After van Voorst ran 211,000 steps of training, the Elvis AI voice model was ready for action. Next, van Voorst shared the model with others online.
There I Ruined It creator Dustin Ballard downloaded the Elvis vocal model—people frequently share them through Discord communities of like-minded voice-cloning hobbyists—and his part of the work began.
To craft the song, Ballard opened a conventional music workstation app, such as
Pro Tools, and imported an instrumental backing track for the Elvis hit
Don't Be Cruel, played by human musicians. Next, Ballard sang the lyrics of
Baby Got Back to the tune of
Don't Be Cruel, recording his performance. He repeated the same with any backing vocals in the song. Next, he ran his recorded vocals through van Voorst's Elvis AI model using so-vits-svc, making them sound like Elvis singing them instead.

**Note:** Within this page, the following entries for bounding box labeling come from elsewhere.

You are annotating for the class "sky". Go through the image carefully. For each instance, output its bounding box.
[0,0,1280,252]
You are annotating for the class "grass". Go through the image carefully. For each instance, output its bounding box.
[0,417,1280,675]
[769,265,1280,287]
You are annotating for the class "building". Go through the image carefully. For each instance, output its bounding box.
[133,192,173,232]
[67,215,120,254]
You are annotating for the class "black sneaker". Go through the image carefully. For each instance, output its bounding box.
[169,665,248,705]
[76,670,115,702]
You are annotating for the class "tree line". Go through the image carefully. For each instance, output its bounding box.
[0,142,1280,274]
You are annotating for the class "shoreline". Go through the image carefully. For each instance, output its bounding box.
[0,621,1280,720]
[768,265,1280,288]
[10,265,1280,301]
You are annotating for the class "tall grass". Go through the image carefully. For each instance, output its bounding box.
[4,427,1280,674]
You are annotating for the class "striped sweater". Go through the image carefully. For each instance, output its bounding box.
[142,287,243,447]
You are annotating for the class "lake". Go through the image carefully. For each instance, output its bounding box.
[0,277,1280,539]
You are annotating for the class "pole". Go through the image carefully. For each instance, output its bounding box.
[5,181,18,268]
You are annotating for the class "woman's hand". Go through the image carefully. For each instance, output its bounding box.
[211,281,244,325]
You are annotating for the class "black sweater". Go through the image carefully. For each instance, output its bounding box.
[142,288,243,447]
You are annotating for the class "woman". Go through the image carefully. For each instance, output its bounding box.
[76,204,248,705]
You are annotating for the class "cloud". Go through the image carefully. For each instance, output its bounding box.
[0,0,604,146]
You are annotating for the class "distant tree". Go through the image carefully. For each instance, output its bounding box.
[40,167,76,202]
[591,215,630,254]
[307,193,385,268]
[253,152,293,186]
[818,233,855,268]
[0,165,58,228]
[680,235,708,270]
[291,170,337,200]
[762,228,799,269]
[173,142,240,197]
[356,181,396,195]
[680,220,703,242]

To make the song sound authentic and as close to the original record as possible, van Voorst said, it's best to not make any use of modern techniques like pitch correction or time stretching. "Phrasing and timing the vocal during recording is the best way to make sure it sounds natural," he said, pointing out some telltale signs in the
Baby Got Back AI song. "I hear some remnants of a time stretching feature being used on the word 'sprung' and a little bit of pitch correction, but otherwise it sounds very natural."
Ballard then imported the Elvis-style vocals into Pro Tools, replacing his original guide vocals and lining them up with the instrumental backing track. After mixing, the new AI-augmented song was complete, and he documented it in YouTube and TikTok videos.
"At this moment, tools like these still require a lot of preparation and often come with a not so user-friendly installation process," said van Voorst, acknowledging the hoops necessary to jump through to make this kind of mash-up possible. But as technology progresses, we'll likely see easier-to-use solutions in the months and years ahead. For now, technically inclined musicians like Ballard who are willing to tinker with open source software have an edge when it comes to generating novel material using AI.
There I Ruined It makes Johnny Cash sing Barbie Girl lyrics.
In another recent showcase of this technology, a YouTube artist known as Dae Lims used a similar technique to
recreate a young Paul McCartney's voice, although the result arguably still sounds very artificial. He replaced the vocals of a 2018 song by McCartney,
I Don't Know, with his own, then converted them using a voice model of the young Beatle. The relatively high-quality results Ballard has achieved by comparison may partially come from his ability to imitate the vocal phrasing and mannerisms of Elvis, making so-vits-svc's job of transforming the vocals easier.
It seems that we're on the precipice of a new era in music, where AI can effectively mimic the voices of legendary artists. The implications of this tech are broad and
uncertain and touch copyright, trademark, and deep ethical issues. But for now, we can marvel at the horribly weird reality that, through the power of AI, we can hear Elvis sing about his anaconda—and it has nothing to do with the Jungle Room.